Healing is not just about recovering what has been lost or repairing what has been broken. It is about embracing our life force to create a new and vibrant fabric that keeps us grounded and connected … keeps us strong and gentle … gives us balance and harmony, a place of triumph and sanctuary for evermore’. (Milroy, 2013)
The human ability to survive and adapt is amazing. People who have experienced trauma, especially interpersonal trauma (between people) have had things happen to them that should not happen to anyone.
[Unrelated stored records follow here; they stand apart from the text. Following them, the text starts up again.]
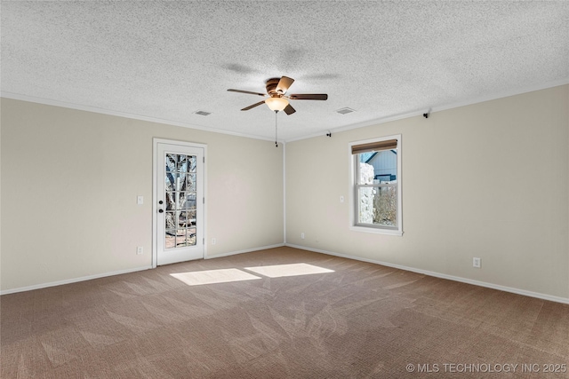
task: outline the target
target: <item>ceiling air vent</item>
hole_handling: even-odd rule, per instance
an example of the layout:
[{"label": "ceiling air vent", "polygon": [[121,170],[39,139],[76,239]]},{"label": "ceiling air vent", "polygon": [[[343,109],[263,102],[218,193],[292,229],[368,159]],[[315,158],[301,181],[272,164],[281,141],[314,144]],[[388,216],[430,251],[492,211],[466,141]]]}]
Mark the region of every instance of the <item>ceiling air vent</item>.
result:
[{"label": "ceiling air vent", "polygon": [[345,107],[345,108],[338,109],[336,112],[338,112],[340,114],[348,114],[356,111],[352,108]]}]

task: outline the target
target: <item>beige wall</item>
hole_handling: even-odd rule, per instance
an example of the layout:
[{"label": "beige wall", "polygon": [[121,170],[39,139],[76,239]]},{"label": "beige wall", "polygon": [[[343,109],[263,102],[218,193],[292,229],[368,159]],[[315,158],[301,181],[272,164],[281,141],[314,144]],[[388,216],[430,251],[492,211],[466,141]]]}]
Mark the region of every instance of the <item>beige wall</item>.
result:
[{"label": "beige wall", "polygon": [[[290,142],[286,241],[569,300],[568,109],[565,85]],[[404,235],[350,231],[348,145],[399,133]]]},{"label": "beige wall", "polygon": [[209,257],[284,241],[283,151],[270,141],[1,106],[3,291],[151,265],[153,138],[207,145]]},{"label": "beige wall", "polygon": [[[269,141],[1,106],[3,291],[150,266],[153,138],[207,145],[209,257],[283,243]],[[569,299],[568,109],[565,85],[290,142],[286,241]],[[399,133],[405,233],[350,231],[349,143]]]}]

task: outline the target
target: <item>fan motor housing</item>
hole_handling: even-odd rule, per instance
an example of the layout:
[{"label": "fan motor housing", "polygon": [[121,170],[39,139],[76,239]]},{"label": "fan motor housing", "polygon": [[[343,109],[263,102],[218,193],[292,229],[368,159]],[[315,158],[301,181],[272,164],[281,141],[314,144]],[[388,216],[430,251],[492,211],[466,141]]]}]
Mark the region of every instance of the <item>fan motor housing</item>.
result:
[{"label": "fan motor housing", "polygon": [[268,93],[269,95],[276,95],[276,84],[278,84],[278,82],[281,80],[281,78],[279,77],[272,77],[270,79],[268,79],[267,82],[265,82],[265,88],[267,89],[267,93]]}]

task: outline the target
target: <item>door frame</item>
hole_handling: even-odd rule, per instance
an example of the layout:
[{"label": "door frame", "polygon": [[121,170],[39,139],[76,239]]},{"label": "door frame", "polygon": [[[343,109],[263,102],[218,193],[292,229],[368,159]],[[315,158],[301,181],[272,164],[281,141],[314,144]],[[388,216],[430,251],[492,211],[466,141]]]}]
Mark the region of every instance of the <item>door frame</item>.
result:
[{"label": "door frame", "polygon": [[185,147],[197,147],[204,149],[204,258],[207,257],[207,202],[205,194],[207,193],[207,145],[196,142],[180,141],[176,139],[152,138],[152,268],[156,268],[158,262],[158,182],[157,152],[158,144],[178,145]]}]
Each person who has experienced trauma has coped in the best way they can. However ongoing and repeated trauma, especially experienced as a child or young person, can overwhelm a person’s capacity to cope. Such trauma forces a person to be able to adapt to be able to survive and these adaptations are known as coping strategies. People adopt coping strategies to help them manage the strong feelings and changes in arousal that trauma causes. A person’s coping strategies become familiar and in fact, often become that person’s default or automatic responses during more stress and trauma. These coping strategies enable a person to survive their trauma and can be seen as strengths that have protected the person as much as possible.
However, some coping strategies do not stay helpful long-term. While the strategies may have been protective before, they often become risks or have negative health impacts. For example, some people cope by using alcohol or drugs, by engaging in self-harm or having suicidal thoughts. Some struggle with rage and aggression. Other people might withdraw and avoid a range of activities and social events. Others shut down and dissociate. All of these coping strategies make sense when people have had experiences of trauma. It is important to understand coping strategies and their role, including in communicating the person’s needs.
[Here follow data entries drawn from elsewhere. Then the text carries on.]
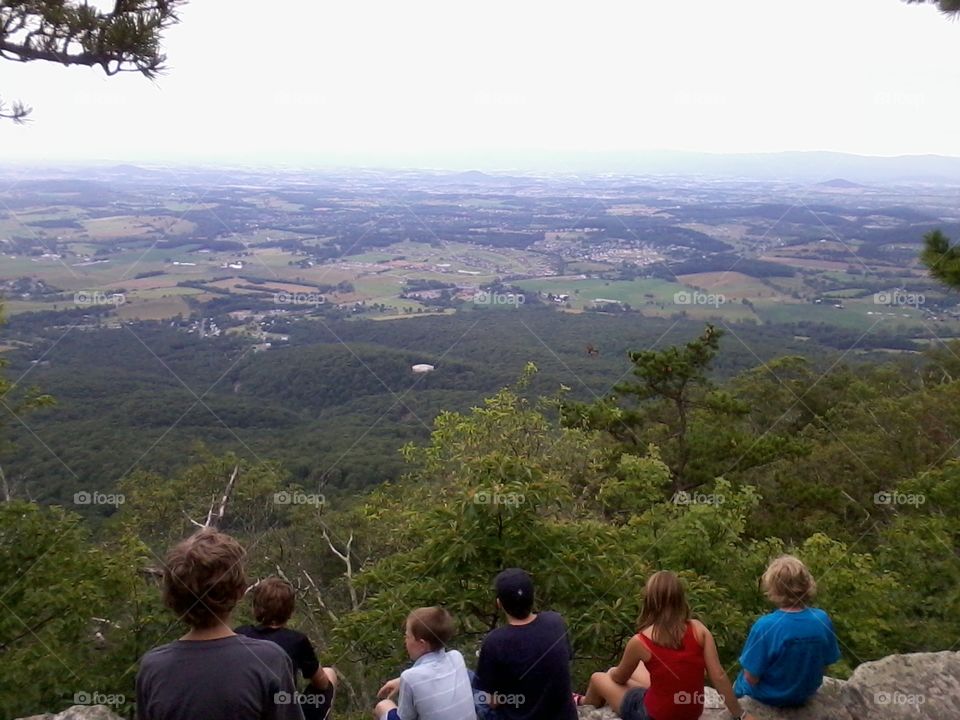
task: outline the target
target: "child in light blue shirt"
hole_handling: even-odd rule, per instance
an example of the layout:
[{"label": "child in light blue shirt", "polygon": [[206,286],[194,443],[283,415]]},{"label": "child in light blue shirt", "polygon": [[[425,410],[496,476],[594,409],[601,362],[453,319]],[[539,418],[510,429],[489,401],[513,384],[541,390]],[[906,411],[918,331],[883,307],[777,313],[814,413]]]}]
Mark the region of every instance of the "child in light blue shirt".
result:
[{"label": "child in light blue shirt", "polygon": [[734,692],[775,707],[803,705],[823,683],[826,667],[840,659],[833,623],[809,606],[817,583],[792,555],[770,563],[762,586],[778,609],[750,628]]},{"label": "child in light blue shirt", "polygon": [[[453,618],[443,608],[410,613],[404,642],[413,667],[380,688],[377,720],[476,720],[463,655],[445,647],[453,632]],[[389,698],[397,693],[394,703]]]}]

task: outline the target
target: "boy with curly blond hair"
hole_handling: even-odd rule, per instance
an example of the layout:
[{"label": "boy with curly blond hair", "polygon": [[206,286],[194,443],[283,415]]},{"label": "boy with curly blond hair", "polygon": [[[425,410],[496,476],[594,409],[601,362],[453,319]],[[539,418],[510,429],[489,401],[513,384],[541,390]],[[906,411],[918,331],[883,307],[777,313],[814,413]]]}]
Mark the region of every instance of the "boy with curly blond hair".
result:
[{"label": "boy with curly blond hair", "polygon": [[212,528],[169,552],[163,600],[189,629],[141,658],[137,720],[303,720],[287,654],[230,628],[243,561],[240,543]]},{"label": "boy with curly blond hair", "polygon": [[840,659],[837,635],[830,616],[811,607],[817,582],[798,558],[781,555],[770,563],[761,587],[777,609],[750,628],[734,691],[766,705],[797,707],[823,683],[827,666]]}]

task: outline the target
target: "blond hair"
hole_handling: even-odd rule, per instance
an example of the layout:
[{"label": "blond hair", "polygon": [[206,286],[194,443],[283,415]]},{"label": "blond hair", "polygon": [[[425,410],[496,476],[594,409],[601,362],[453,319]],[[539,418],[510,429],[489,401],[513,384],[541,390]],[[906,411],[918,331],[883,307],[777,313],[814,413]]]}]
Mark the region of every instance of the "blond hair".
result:
[{"label": "blond hair", "polygon": [[167,554],[163,601],[191,627],[223,622],[243,597],[243,547],[229,535],[203,528]]},{"label": "blond hair", "polygon": [[407,630],[414,640],[422,640],[431,650],[445,647],[453,638],[456,628],[453,616],[446,608],[417,608],[407,616]]},{"label": "blond hair", "polygon": [[771,562],[760,584],[770,602],[781,608],[809,605],[817,594],[817,581],[793,555],[781,555]]},{"label": "blond hair", "polygon": [[666,570],[655,572],[644,589],[639,631],[650,628],[651,639],[658,645],[681,648],[688,622],[690,605],[680,578]]}]

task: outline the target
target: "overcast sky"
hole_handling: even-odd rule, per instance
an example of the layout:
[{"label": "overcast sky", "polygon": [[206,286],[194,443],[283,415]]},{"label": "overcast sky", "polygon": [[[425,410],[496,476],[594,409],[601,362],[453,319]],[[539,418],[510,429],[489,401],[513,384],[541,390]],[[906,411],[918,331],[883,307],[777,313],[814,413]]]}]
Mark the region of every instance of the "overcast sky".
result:
[{"label": "overcast sky", "polygon": [[0,160],[960,156],[960,23],[900,0],[193,0],[182,15],[157,83],[0,61],[0,97],[34,107],[0,123]]}]

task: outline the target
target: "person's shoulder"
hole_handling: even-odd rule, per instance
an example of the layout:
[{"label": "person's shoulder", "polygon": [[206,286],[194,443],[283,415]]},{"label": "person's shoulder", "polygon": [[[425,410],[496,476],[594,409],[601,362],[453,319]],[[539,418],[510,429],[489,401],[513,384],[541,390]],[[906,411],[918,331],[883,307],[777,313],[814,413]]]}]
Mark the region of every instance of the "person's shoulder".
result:
[{"label": "person's shoulder", "polygon": [[784,611],[781,610],[780,608],[774,608],[770,612],[765,613],[760,617],[758,617],[754,621],[753,626],[756,628],[762,628],[762,627],[766,627],[767,625],[776,625],[777,623],[780,622],[780,616],[783,612]]},{"label": "person's shoulder", "polygon": [[261,640],[259,638],[247,637],[246,635],[237,635],[236,642],[239,647],[249,650],[257,658],[283,658],[289,662],[289,656],[286,651],[272,640]]},{"label": "person's shoulder", "polygon": [[700,646],[707,640],[707,636],[710,635],[710,630],[704,625],[700,620],[696,618],[691,618],[689,621],[690,629],[693,630],[693,637]]},{"label": "person's shoulder", "polygon": [[810,615],[819,625],[822,625],[827,630],[833,630],[833,620],[830,619],[830,613],[821,608],[808,608],[810,610]]}]

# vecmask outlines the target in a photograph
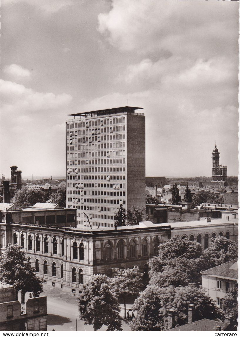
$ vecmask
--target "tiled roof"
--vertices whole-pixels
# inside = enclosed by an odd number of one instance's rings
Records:
[[[216,326],[220,325],[222,330],[224,331],[223,328],[225,327],[225,324],[222,322],[217,320],[212,320],[203,318],[197,320],[192,323],[189,323],[184,325],[181,325],[176,328],[173,328],[166,331],[215,331]]]
[[[214,275],[226,277],[227,279],[234,279],[237,280],[238,278],[237,261],[237,259],[236,258],[232,261],[205,270],[201,273],[204,275]]]

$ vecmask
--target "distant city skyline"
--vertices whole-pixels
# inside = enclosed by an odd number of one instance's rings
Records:
[[[146,175],[238,174],[237,1],[2,0],[0,173],[65,176],[68,114],[146,118]]]

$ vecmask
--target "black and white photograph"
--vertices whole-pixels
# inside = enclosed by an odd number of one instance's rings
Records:
[[[239,9],[2,0],[1,337],[237,336]]]

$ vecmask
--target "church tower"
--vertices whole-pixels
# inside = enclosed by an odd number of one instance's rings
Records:
[[[228,177],[227,166],[219,165],[219,152],[215,144],[215,148],[212,153],[212,181],[219,182],[221,186],[227,186]]]

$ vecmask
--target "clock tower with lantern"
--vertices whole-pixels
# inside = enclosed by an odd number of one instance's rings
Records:
[[[219,165],[219,153],[215,144],[215,149],[212,153],[212,181],[219,182],[221,186],[227,186],[228,177],[227,166]]]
When coping strategies that are no longer protective are identified, it is important to have the right support to find other ways to cope. It is critical to not try to remove prior coping strategies until you have strengthened your other resources. Your coping strategies helped you to stay safe in a dangerous world. You used them for a reason. But there are other ways that you can use to manage your pain and distress. But it can take time, patience and good support. It is critical to not be too hard on yourself because we can all go back to old patterns under stress or trauma.
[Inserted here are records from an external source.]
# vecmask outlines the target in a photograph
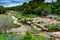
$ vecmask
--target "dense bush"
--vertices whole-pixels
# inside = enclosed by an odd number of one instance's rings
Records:
[[[60,31],[60,26],[53,25],[53,26],[48,28],[48,31]]]

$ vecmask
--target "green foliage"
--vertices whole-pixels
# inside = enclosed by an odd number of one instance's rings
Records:
[[[53,26],[48,28],[48,31],[60,31],[60,26],[53,25]]]
[[[0,14],[4,14],[6,12],[6,9],[3,6],[0,6]]]
[[[32,39],[32,35],[31,35],[31,33],[26,32],[26,35],[23,37],[22,40],[33,40],[33,39]]]

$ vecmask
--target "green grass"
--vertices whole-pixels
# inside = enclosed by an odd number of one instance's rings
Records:
[[[14,39],[14,40],[17,40],[19,39],[19,35],[16,34],[16,33],[7,33],[7,34],[0,34],[0,40],[11,40],[11,39]]]
[[[38,15],[35,14],[25,14],[25,15],[16,15],[17,18],[35,18],[35,17],[39,17]]]

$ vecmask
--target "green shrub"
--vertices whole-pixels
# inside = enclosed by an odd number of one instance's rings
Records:
[[[53,25],[53,26],[48,28],[48,31],[60,31],[60,26]]]

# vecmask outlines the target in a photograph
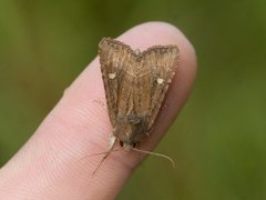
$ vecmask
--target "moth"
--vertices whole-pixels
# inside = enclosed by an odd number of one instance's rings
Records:
[[[141,52],[117,40],[103,38],[99,56],[113,127],[105,159],[116,141],[124,150],[137,150],[142,139],[151,133],[177,68],[178,48],[154,46]]]

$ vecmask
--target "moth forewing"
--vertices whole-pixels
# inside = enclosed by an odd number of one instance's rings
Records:
[[[140,52],[110,38],[103,38],[99,48],[113,136],[124,149],[134,148],[154,124],[177,67],[178,49],[154,46]]]

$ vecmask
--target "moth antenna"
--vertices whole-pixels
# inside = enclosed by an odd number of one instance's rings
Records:
[[[156,152],[151,152],[151,151],[145,151],[145,150],[141,150],[141,149],[136,149],[136,148],[132,148],[132,150],[134,151],[137,151],[137,152],[142,152],[142,153],[145,153],[145,154],[152,154],[152,156],[156,156],[156,157],[161,157],[161,158],[164,158],[166,160],[168,160],[173,168],[175,168],[175,162],[172,158],[167,157],[166,154],[162,154],[162,153],[156,153]]]
[[[100,166],[102,164],[102,162],[110,156],[111,152],[119,151],[119,149],[113,150],[114,144],[115,144],[115,141],[116,141],[116,138],[112,141],[109,151],[102,152],[102,153],[98,153],[98,154],[105,154],[105,153],[106,153],[106,154],[102,158],[101,162],[98,164],[98,167],[96,167],[95,170],[93,171],[92,176],[95,174],[95,172],[98,171],[98,169],[100,168]]]

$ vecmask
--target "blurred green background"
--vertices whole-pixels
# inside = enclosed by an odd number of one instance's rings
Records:
[[[188,103],[119,199],[266,199],[266,1],[0,0],[0,162],[27,141],[103,36],[178,27],[198,73]]]

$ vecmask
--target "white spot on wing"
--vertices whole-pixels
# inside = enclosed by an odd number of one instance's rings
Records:
[[[164,82],[164,79],[157,78],[157,83],[162,84]]]
[[[116,72],[109,73],[109,78],[110,78],[110,79],[115,79],[115,77],[116,77]]]

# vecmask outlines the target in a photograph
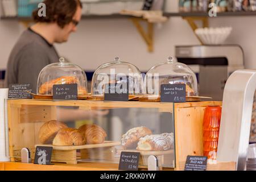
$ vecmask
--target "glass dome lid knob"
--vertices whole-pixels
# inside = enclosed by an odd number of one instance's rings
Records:
[[[167,58],[167,61],[168,63],[173,63],[174,62],[174,57],[172,56],[168,56]]]
[[[60,57],[59,61],[60,63],[65,63],[65,59],[64,57]]]
[[[117,56],[115,57],[115,61],[120,61],[120,59],[119,58],[118,56]]]

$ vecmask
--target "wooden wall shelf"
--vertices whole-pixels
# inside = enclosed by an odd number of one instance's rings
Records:
[[[208,27],[208,18],[216,18],[219,17],[230,17],[230,16],[256,16],[256,11],[239,11],[239,12],[222,12],[218,13],[217,17],[209,17],[207,12],[188,12],[188,13],[165,13],[163,14],[166,17],[177,17],[181,16],[186,20],[192,28],[194,33],[195,30],[197,28],[195,21],[201,20],[203,22],[203,27]],[[147,44],[149,52],[154,51],[154,23],[147,22],[147,26],[144,30],[139,22],[141,20],[147,21],[142,18],[135,17],[132,15],[122,15],[119,14],[107,15],[82,15],[82,19],[130,19],[133,23],[133,24],[137,28],[137,31]],[[0,18],[1,20],[18,20],[24,24],[25,27],[28,27],[32,19],[30,17],[3,17]],[[199,38],[196,36],[197,39],[202,44],[203,43]]]

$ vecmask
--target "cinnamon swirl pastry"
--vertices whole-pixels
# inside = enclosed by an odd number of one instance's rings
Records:
[[[84,135],[86,144],[100,144],[105,142],[106,133],[105,130],[96,125],[84,125],[79,130]]]
[[[40,128],[39,137],[42,144],[52,144],[52,141],[58,131],[67,128],[64,123],[57,121],[49,121],[44,123]]]
[[[39,94],[42,95],[52,95],[52,89],[54,85],[72,84],[78,83],[79,81],[77,80],[77,78],[75,76],[62,76],[56,79],[45,82],[39,88]],[[86,89],[84,87],[79,85],[78,94],[85,95],[86,94],[87,94]]]
[[[143,126],[134,127],[128,130],[122,136],[121,143],[123,149],[135,149],[141,137],[151,134],[152,131]]]
[[[82,146],[85,142],[84,136],[79,130],[67,128],[59,131],[52,144],[57,146]]]
[[[164,151],[174,148],[174,134],[163,133],[160,135],[147,135],[139,139],[138,150]]]

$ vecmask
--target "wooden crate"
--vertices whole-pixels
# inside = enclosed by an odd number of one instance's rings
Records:
[[[176,162],[175,169],[183,170],[184,163],[187,155],[203,154],[203,120],[205,107],[208,105],[221,104],[221,102],[214,101],[174,104],[138,101],[10,100],[8,101],[8,117],[11,159],[12,161],[19,160],[20,151],[23,147],[27,147],[34,151],[35,146],[39,143],[37,134],[40,127],[44,122],[56,119],[56,107],[58,106],[77,106],[84,110],[158,108],[159,112],[168,112],[174,114]],[[111,154],[109,153],[111,150],[109,148],[108,154]],[[96,149],[89,149],[86,151],[82,151],[81,155],[86,157],[90,155],[90,154],[94,154],[94,158],[97,158],[100,156],[100,154],[97,154],[95,150]],[[53,156],[55,155],[53,154]],[[55,158],[57,158],[57,155],[55,155]],[[34,156],[34,155],[32,156]],[[110,155],[107,158],[111,159],[112,157]],[[74,163],[75,159],[71,161],[68,162]],[[233,164],[233,162],[230,162],[229,164]],[[220,163],[218,163],[218,165],[220,165]],[[226,170],[234,168],[233,165],[232,167],[225,165],[224,166],[226,167]]]

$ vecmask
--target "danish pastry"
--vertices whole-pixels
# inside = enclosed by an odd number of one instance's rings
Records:
[[[141,126],[131,129],[122,135],[122,145],[124,149],[134,149],[141,137],[151,134],[152,131],[146,127]]]
[[[44,83],[39,88],[39,94],[49,94],[52,95],[52,89],[54,85],[61,84],[78,84],[77,78],[75,76],[62,76],[55,80],[51,80],[49,82]],[[87,94],[87,91],[85,88],[79,85],[78,94],[85,95]]]
[[[85,139],[86,144],[100,144],[105,142],[106,133],[100,126],[93,125],[84,125],[79,130]]]
[[[39,130],[39,140],[42,144],[52,144],[52,141],[58,131],[68,126],[63,122],[50,121],[44,123]]]
[[[136,148],[141,151],[164,151],[174,148],[174,134],[147,135],[139,139]]]
[[[52,144],[57,146],[82,146],[85,144],[84,136],[77,129],[67,128],[59,131]]]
Many survivors have been harmed in relationships and this can make it hard to trust people and to reach out and find help. This can leave you feeling isolated and alone, and as if you have only a few people you can trust, if any, to talk to or ask for help. It can be hard to feel and be safe but feeling safe is important wherever you are. Because complex trauma happened within relationships, healing also happens within relationships.
Learning to trust others, to feel safe and to turn to them for support is a crucial step in recovery. Doing so challenges the belief survivors often adopt that people are dangerous.
Trust your feelings. Choose people who are available for you, connected to you and who can engage with you and your experience. This can include a counsellor or therapist who is experienced in working with adult survivors.